View the flights
dataset in RStudio’s data pane. Look up the meaning of the variables in the help.
Hint: You need to load the nycflights13
package.
View(___)
Find all flights that departed between 8:00 AM and 10:00 PM.
flights %>%
filter(between(dep_time, ___, ___))
Find all flights that departed in the three winter months.
flights %>%
filter(month ___ c(___)))
Are there any flights where departure time is later than arrival time?
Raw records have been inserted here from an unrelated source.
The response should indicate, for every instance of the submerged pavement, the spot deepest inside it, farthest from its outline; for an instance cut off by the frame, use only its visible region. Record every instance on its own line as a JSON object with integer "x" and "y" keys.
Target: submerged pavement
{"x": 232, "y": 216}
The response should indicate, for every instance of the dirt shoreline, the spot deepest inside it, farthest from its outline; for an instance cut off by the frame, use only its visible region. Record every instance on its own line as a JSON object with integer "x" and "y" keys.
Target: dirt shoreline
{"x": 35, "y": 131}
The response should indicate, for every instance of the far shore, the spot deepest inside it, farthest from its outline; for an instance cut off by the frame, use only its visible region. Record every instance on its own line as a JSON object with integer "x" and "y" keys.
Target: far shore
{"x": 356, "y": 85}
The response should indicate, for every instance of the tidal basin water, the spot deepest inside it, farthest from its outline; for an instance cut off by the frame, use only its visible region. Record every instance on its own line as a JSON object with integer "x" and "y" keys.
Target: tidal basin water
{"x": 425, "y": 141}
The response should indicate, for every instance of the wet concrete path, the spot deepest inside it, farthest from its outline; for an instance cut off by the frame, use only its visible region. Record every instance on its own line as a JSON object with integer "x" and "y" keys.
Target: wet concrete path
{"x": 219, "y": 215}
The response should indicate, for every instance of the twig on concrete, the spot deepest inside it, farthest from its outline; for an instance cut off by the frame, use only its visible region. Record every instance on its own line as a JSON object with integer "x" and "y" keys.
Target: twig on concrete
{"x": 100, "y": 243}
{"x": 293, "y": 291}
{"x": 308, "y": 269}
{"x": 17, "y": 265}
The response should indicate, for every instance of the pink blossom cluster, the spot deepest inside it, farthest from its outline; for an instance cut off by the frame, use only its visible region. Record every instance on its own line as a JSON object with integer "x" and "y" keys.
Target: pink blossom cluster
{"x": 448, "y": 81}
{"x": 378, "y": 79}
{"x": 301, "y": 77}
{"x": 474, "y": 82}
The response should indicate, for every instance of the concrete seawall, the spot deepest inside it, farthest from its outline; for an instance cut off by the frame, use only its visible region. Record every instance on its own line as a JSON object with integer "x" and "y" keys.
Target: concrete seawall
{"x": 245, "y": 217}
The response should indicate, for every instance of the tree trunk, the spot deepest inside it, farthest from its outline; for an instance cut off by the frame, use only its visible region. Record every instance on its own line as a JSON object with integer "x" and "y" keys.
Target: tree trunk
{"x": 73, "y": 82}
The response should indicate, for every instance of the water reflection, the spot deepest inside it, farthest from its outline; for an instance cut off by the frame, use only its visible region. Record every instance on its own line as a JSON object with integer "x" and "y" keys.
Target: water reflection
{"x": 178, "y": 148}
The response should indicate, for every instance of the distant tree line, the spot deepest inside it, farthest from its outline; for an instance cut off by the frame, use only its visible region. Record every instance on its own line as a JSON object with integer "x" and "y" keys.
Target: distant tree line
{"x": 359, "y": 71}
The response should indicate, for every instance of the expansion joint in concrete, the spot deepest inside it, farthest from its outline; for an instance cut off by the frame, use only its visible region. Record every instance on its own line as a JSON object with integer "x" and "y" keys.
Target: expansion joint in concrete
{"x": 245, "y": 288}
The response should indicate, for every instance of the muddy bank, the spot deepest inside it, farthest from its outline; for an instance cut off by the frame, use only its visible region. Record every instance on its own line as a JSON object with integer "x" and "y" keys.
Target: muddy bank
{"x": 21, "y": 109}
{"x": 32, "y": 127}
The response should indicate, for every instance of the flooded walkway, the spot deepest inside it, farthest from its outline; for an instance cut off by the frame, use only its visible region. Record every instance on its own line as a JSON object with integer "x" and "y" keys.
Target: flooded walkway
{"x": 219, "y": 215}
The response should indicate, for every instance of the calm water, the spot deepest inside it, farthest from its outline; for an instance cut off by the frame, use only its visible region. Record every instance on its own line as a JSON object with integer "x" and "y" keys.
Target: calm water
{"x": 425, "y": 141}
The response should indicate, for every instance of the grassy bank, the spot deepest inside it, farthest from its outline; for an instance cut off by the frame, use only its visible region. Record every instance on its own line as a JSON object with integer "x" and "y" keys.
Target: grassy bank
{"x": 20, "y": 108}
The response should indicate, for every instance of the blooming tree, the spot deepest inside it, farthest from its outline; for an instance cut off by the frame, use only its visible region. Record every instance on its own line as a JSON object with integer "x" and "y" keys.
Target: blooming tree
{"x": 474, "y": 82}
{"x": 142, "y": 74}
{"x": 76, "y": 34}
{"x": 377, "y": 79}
What does this mean?
flights %>%
filter(_____)
Find all flights that departed today 5 years ago.
flights %>%
filter(month ___, day ___)
On what day did the flight with the shortest airtime take place?
Hint: Use head()
to restrict your result to one row only.
flights %>%
arrange(___) %>%
head(1)
Which flights had the heaviest delays? Can you use the tail()
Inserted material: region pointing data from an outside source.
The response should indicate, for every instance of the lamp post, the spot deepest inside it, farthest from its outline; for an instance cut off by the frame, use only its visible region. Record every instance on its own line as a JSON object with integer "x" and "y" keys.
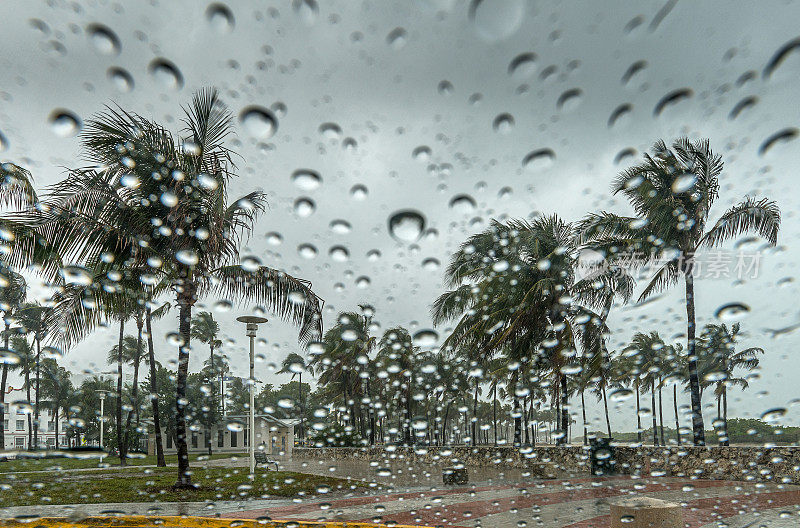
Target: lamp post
{"x": 252, "y": 322}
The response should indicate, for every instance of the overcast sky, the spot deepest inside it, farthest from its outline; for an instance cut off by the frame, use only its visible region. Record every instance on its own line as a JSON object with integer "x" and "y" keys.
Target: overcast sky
{"x": 356, "y": 88}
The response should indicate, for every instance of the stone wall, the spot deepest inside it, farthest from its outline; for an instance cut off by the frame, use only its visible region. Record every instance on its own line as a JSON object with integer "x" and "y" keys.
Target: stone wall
{"x": 778, "y": 464}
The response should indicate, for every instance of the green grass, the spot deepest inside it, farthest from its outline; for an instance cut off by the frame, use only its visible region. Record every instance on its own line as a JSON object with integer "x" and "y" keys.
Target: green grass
{"x": 149, "y": 485}
{"x": 49, "y": 464}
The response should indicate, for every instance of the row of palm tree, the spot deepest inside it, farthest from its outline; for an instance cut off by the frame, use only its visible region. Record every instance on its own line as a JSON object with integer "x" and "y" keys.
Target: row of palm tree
{"x": 149, "y": 217}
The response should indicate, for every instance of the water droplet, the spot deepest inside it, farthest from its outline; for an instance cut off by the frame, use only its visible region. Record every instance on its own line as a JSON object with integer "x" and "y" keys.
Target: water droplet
{"x": 421, "y": 153}
{"x": 340, "y": 227}
{"x": 445, "y": 88}
{"x": 741, "y": 106}
{"x": 498, "y": 19}
{"x": 187, "y": 257}
{"x": 307, "y": 251}
{"x": 121, "y": 79}
{"x": 359, "y": 192}
{"x": 684, "y": 183}
{"x": 777, "y": 59}
{"x": 732, "y": 311}
{"x": 330, "y": 130}
{"x": 406, "y": 225}
{"x": 306, "y": 10}
{"x": 339, "y": 254}
{"x": 306, "y": 179}
{"x": 671, "y": 99}
{"x": 220, "y": 18}
{"x": 166, "y": 74}
{"x": 774, "y": 415}
{"x": 431, "y": 264}
{"x": 64, "y": 123}
{"x": 619, "y": 113}
{"x": 397, "y": 38}
{"x": 463, "y": 203}
{"x": 539, "y": 159}
{"x": 274, "y": 239}
{"x": 782, "y": 136}
{"x": 258, "y": 122}
{"x": 570, "y": 99}
{"x": 503, "y": 123}
{"x": 304, "y": 207}
{"x": 103, "y": 39}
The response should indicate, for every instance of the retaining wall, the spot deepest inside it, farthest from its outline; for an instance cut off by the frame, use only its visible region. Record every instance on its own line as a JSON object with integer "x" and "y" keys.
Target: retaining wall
{"x": 778, "y": 464}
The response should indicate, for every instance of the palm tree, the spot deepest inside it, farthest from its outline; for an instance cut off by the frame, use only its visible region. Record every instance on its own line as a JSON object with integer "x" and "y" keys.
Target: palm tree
{"x": 672, "y": 193}
{"x": 173, "y": 192}
{"x": 57, "y": 389}
{"x": 346, "y": 346}
{"x": 27, "y": 359}
{"x": 397, "y": 356}
{"x": 32, "y": 316}
{"x": 514, "y": 287}
{"x": 718, "y": 359}
{"x": 295, "y": 364}
{"x": 12, "y": 295}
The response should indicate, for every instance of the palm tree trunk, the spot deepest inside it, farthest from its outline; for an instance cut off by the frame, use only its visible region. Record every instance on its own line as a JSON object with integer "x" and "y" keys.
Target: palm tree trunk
{"x": 653, "y": 411}
{"x": 474, "y": 433}
{"x": 605, "y": 405}
{"x": 135, "y": 389}
{"x": 661, "y": 415}
{"x": 3, "y": 383}
{"x": 494, "y": 413}
{"x": 564, "y": 411}
{"x": 36, "y": 407}
{"x": 585, "y": 423}
{"x": 120, "y": 440}
{"x": 694, "y": 380}
{"x": 638, "y": 416}
{"x": 675, "y": 403}
{"x": 185, "y": 302}
{"x": 727, "y": 440}
{"x": 160, "y": 462}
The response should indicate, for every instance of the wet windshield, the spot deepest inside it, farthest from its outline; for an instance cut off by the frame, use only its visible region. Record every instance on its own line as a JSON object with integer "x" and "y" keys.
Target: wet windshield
{"x": 465, "y": 263}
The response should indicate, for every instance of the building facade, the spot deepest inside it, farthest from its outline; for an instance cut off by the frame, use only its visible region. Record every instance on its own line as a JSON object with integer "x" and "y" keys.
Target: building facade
{"x": 232, "y": 435}
{"x": 15, "y": 428}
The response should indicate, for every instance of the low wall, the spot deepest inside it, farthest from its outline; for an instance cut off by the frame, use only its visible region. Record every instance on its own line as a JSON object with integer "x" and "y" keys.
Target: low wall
{"x": 777, "y": 464}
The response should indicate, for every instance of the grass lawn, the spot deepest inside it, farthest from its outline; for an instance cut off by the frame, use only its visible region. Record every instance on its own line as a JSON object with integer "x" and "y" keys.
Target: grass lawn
{"x": 155, "y": 484}
{"x": 50, "y": 464}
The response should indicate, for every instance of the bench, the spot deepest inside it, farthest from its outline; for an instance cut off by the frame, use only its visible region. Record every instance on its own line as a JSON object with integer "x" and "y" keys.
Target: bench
{"x": 264, "y": 460}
verb to obtain this information?
flights %>%
arrange(___) %>%
tail(1)
flights %>%
arrange(desc(___)) %>%
___(1)
On what day did the flight with the longest airtime take place?
flights %>%
arrange(___ - ___) %>%
head(1)
Find two equivalent ways to select the six "UA"
flights with the lowest delay. Which is faster? Why?
Hint: RStudio has shortcuts for swapping the current line with the next or previous line.
flights %>%
filter(___) %>%
arrange(___)
flights %>%
arrange(___) %>%
filter(___)
Which flights were best in recovering from delay in the air?
View all flights that arrived after 10:00 PM. Use an intermediate variable, a nested expression, and the pipe. Which appeals more to you?
flights_after_10 <- filter(flights, ___)
View(flights_after_10)
View(filter(flights, ___))
flights %>%
filter(___) %>%
View()
Extend the four solutions to view all "UA"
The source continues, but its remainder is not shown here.